A new species of owl has been spotted in the rainforest of an island off the west coast of Africa.
The bird was found on the island of Principe, which is part of the country of Sao Tome and Principe.
It has been so named, officially Principe Scops-Owl – or Otus bikegila.
While local testimony suggested it may have lived there as early as 1928, scientists did not confirm its existence until 2016.
After an extensive survey of its homeland, researchers from Spain’s National Museum of Natural Sciences and the University of Porto’s Museum of Natural History and Science have now taken pictures of the Principe owl.
One of the main clues that led to its discovery was its unique summoning.
“Otus Bikegila’s distinctive call is a short ‘tuu’ note repeated at a rate of one note per second, reminiscent of an insect call. It is usually made in a duet, almost at night,” explains Martim Melo road.
Where exactly were the owls found?
When the entire island was searched, the owl was only found in uninhabited forests in the south.
It occupies a relatively small area of only 15 square kilometers, about four times the size of New York’s Central Park.
Between 1,000 and 1,500 owls occupy the space, the researchers said.
The owl is the eighth known bird in Principe.
Although the owl population is quite high relative to the size of their home, the researchers say they should be classified as critically endangered.
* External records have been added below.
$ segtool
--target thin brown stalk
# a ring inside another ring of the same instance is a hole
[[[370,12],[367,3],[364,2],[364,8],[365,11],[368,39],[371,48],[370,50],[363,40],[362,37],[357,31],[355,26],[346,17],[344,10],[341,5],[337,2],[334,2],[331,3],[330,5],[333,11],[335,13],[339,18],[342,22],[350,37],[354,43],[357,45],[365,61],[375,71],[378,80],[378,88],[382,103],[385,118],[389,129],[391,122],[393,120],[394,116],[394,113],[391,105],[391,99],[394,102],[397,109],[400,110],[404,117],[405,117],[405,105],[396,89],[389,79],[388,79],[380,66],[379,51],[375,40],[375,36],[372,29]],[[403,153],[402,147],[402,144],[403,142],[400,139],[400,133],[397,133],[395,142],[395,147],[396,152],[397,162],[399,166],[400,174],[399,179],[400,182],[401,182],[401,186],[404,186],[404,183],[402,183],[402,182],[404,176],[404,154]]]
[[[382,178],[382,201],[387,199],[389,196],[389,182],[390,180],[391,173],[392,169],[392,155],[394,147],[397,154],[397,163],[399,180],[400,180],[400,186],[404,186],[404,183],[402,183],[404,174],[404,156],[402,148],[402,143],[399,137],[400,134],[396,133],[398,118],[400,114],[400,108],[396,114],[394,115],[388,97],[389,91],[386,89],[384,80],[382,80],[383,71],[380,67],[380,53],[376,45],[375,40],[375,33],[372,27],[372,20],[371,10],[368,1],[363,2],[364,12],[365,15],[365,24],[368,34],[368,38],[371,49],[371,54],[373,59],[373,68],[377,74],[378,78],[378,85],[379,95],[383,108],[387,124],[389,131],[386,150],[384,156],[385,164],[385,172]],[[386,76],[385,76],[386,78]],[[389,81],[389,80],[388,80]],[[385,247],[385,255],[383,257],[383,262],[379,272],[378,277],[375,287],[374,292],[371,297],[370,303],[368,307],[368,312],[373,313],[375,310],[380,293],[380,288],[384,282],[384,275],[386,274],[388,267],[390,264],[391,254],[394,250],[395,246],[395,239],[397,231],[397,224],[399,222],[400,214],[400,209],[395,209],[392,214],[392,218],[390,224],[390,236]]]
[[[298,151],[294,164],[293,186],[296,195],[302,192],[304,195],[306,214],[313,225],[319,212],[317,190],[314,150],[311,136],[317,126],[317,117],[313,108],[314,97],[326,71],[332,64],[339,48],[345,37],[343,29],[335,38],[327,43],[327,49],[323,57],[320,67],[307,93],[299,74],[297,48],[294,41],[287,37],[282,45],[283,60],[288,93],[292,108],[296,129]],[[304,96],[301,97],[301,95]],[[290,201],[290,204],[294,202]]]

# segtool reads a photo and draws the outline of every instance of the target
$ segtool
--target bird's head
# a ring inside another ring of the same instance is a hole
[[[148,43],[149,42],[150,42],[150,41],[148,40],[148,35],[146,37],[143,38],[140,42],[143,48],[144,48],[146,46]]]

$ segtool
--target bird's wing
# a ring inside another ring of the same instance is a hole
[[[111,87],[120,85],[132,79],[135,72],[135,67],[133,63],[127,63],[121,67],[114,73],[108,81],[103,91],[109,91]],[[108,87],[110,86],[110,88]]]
Their status will be determined by the International Union for Conservation of Nature, which could place the owls on a red list of the highest threat level.
“The discovery of a new species that is immediately assessed as highly threatened is a good illustration of the current biodiversity dilemma,” the researchers said.
“On the positive side, the Principe Owl’s habitat is completely contained within the Principe Obo Natural Park, which will hopefully help protect it.”